A KPMG report provides a practical guide summarizing several important recent developments in the transfer pricing world.
DEMPE (development, enhancement, maintenance, protection, and exploitation) is a relatively new concept that emerged from the 2015 base erosion and profit shifting (BEPS) project, and refers to the “substance” an entity must have to be entitled to returns from assuming risk or owning intangibles.
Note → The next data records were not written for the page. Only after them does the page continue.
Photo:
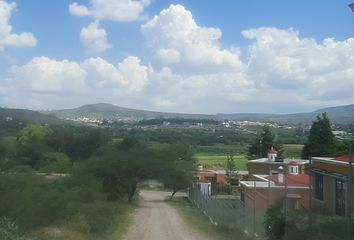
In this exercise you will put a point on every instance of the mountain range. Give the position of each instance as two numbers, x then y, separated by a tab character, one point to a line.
100	111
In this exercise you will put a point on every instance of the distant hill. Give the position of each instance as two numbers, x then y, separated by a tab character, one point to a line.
339	114
109	111
26	116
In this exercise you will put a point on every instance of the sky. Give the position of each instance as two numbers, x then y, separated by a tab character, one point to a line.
210	56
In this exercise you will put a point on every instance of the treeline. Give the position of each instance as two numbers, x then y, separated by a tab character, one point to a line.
98	178
160	121
196	137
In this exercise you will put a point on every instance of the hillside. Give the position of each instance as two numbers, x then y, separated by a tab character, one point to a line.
339	115
12	120
109	111
26	116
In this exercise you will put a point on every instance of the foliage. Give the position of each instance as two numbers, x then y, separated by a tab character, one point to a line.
266	140
32	142
320	141
9	230
230	162
274	222
177	167
54	162
122	167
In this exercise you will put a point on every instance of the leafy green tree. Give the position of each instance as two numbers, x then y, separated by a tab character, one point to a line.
32	142
177	167
274	222
320	141
230	164
122	168
262	144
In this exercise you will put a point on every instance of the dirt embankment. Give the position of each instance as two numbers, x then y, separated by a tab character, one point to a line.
156	220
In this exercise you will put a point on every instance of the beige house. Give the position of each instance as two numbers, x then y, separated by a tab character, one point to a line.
332	193
270	165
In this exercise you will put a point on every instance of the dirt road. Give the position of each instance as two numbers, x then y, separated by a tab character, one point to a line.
156	220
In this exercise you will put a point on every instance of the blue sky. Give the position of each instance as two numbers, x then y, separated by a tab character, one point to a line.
177	56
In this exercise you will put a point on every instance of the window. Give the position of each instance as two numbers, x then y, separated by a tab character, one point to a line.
318	186
340	197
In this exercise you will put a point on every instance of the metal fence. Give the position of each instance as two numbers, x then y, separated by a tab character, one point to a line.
226	211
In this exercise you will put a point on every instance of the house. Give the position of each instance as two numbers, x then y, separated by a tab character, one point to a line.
270	165
332	193
266	190
219	178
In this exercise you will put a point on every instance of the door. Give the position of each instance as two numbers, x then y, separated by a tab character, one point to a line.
340	197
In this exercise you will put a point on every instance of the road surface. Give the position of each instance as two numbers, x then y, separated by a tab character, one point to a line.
156	220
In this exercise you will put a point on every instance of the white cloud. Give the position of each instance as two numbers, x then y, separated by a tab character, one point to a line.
7	38
128	77
281	59
94	39
114	10
175	37
42	74
44	82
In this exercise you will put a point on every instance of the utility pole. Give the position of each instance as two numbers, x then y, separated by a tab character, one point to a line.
349	193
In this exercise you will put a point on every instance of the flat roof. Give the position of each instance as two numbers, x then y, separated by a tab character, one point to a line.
285	161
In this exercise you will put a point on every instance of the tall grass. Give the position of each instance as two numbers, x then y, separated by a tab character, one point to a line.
72	207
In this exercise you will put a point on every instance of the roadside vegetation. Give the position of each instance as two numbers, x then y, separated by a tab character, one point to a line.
200	222
65	182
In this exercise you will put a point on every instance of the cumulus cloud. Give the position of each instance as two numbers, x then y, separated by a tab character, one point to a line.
7	38
94	39
113	10
282	59
175	37
42	74
127	77
47	81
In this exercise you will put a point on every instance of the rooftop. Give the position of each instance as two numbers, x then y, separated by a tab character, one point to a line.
266	181
285	161
341	160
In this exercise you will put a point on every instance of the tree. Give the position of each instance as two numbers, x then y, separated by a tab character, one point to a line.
274	222
263	144
177	167
320	141
122	167
32	142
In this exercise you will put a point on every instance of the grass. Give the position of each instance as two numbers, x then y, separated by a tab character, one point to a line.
201	223
77	231
214	160
292	150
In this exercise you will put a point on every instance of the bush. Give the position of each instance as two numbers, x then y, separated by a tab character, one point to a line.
9	230
274	222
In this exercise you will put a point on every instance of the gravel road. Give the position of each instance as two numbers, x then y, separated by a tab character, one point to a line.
156	220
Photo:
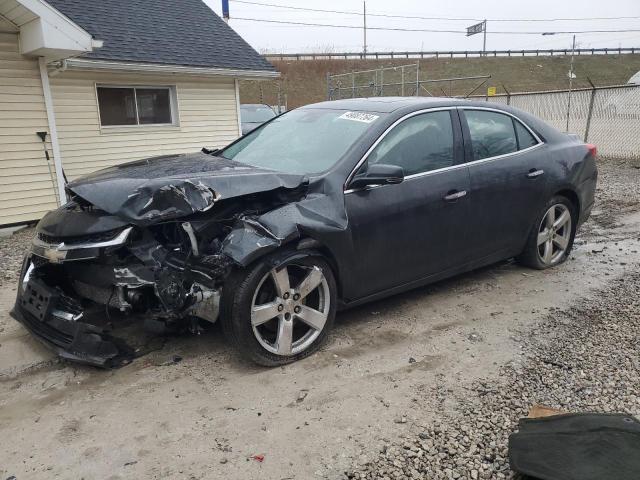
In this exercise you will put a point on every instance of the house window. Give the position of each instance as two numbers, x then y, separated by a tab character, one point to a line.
123	106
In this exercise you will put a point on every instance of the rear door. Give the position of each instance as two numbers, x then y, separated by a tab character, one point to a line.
507	173
408	231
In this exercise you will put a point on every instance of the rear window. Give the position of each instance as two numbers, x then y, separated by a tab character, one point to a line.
302	141
525	139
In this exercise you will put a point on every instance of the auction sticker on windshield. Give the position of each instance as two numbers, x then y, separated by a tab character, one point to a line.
359	117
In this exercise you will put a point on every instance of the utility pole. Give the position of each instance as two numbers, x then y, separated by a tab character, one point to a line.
484	40
573	49
364	46
225	10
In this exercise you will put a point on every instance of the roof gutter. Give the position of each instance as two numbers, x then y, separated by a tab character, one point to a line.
101	65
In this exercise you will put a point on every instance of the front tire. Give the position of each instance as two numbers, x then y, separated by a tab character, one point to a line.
281	309
551	237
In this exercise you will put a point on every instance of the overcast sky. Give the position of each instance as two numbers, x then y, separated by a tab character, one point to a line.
271	37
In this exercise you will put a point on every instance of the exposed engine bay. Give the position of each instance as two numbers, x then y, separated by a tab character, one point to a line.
154	241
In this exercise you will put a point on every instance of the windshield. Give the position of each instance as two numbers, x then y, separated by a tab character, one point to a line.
256	113
303	141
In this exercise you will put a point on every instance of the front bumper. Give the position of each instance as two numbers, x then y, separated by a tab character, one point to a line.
70	339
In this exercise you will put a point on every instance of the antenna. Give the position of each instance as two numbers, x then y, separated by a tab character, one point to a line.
225	10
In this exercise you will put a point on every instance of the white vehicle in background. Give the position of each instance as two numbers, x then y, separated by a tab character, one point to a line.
625	101
254	115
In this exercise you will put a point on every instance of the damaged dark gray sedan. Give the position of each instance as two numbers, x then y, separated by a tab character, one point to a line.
328	206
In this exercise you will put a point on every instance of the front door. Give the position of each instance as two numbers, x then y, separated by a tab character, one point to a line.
417	228
508	181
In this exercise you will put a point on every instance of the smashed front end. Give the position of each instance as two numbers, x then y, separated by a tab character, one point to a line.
73	288
152	242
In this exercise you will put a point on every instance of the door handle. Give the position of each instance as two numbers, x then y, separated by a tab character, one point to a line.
454	195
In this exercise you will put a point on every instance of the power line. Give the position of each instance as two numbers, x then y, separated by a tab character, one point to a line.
423	30
418	17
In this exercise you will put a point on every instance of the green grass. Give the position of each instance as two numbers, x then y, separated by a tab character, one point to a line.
304	81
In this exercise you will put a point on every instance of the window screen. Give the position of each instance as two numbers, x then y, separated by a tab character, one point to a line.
419	144
135	106
492	134
525	139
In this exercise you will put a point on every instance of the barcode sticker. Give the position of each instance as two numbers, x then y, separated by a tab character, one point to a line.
360	117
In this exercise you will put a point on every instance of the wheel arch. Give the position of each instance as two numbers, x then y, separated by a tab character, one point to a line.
572	196
304	246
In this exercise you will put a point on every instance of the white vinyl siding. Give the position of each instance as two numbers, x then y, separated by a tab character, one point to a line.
26	188
206	111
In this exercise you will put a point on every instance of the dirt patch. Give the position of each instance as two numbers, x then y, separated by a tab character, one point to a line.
430	358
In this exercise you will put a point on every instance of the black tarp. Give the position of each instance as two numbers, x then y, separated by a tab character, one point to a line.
577	447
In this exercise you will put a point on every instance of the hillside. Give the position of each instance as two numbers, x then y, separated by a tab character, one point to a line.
305	81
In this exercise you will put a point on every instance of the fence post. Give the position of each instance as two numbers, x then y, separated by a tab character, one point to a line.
508	94
353	85
590	113
328	86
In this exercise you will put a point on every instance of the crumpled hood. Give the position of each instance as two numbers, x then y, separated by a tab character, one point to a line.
173	186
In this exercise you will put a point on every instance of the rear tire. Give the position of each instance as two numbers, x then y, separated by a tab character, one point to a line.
280	309
551	238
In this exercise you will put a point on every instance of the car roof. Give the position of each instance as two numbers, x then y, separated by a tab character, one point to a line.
255	105
391	104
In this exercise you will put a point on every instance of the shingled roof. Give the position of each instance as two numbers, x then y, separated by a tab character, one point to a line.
171	32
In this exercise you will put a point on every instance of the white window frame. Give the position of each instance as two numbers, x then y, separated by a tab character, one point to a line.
173	105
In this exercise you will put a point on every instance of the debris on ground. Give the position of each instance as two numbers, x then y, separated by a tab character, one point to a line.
586	374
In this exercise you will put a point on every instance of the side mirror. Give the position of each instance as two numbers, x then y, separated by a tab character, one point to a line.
378	174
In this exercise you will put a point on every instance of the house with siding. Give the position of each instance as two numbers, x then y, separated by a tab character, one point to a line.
86	84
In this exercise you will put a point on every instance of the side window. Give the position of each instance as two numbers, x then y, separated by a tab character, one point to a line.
492	133
525	139
419	144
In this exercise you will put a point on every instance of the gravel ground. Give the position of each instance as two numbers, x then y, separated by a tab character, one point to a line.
568	363
428	384
11	251
580	359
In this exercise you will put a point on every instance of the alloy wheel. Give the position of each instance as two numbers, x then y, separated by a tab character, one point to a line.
286	320
554	234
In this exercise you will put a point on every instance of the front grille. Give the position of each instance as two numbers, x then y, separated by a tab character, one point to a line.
76	240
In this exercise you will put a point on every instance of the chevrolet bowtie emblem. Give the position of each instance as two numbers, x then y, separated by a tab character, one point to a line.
54	255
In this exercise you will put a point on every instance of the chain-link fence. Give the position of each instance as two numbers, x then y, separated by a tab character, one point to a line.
608	117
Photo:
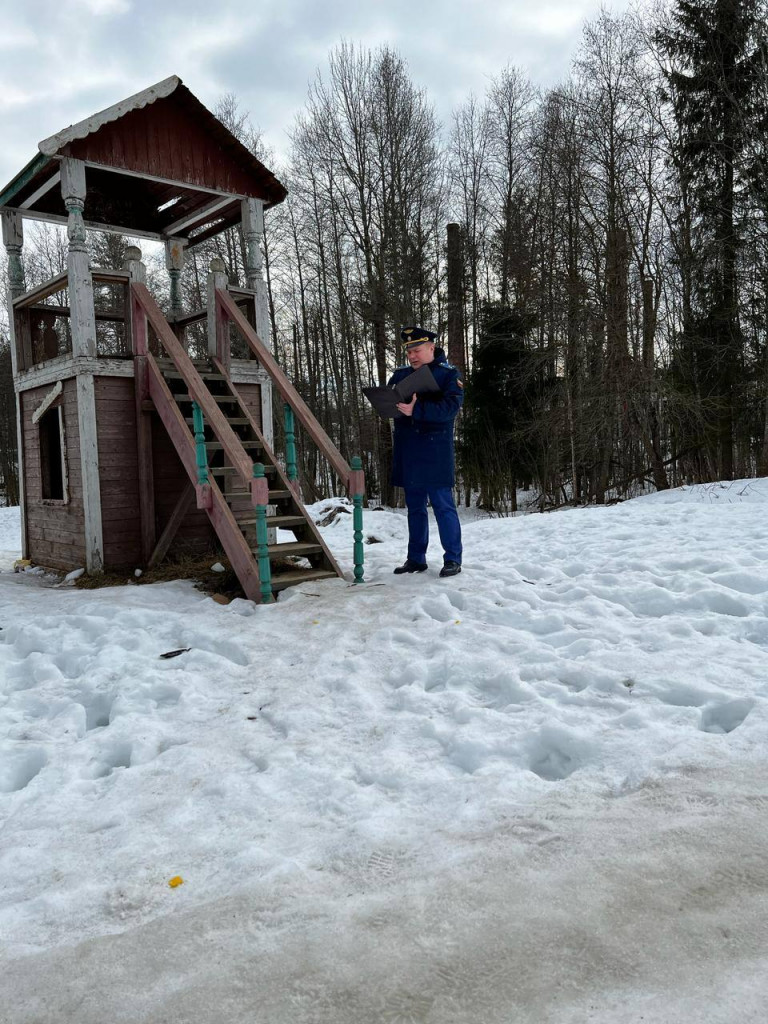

An entity is entitled to extraordinary returns from economically significant risks and intangibles only if it performs DEMPE functions.
This KPMG report:
- Summarizes practical considerations for multinational enterprises (MNEs) reviewing components of their end-to-end value chains to provide confidence for group members that returns related to intangible ownership or risk assumption have sufficient DEMPE functions
- Considers headquarters service charges and examines whether transfer pricing policies associated with some types of 21st century services, such as cybersecurity and software development, need to be analyzed separately from routine and benchmarkable headquarters services such as accounting, tax, and human resources
- Addresses tax and transfer pricing controversies resulting from unprecedented transparency; shows how thinking about managing upcoming tax conflicts must become a daily exercise; and offers practical steps to help MNEs cope with increasing transfer pricing turbulence
- Discusses the efficacy of advance pricing agreements (APAs) as a tool to manage transfer pricing controversy and how several recent developments have made APAs both more and less compelling
Read a 2020 report* [PDF 262 KB] prepared by KPMG Global Transfer Pricing Services professionals in the United States
*This report originally appeared in Tax Notes International (27 January 2020) and is provided with permission of the publisher.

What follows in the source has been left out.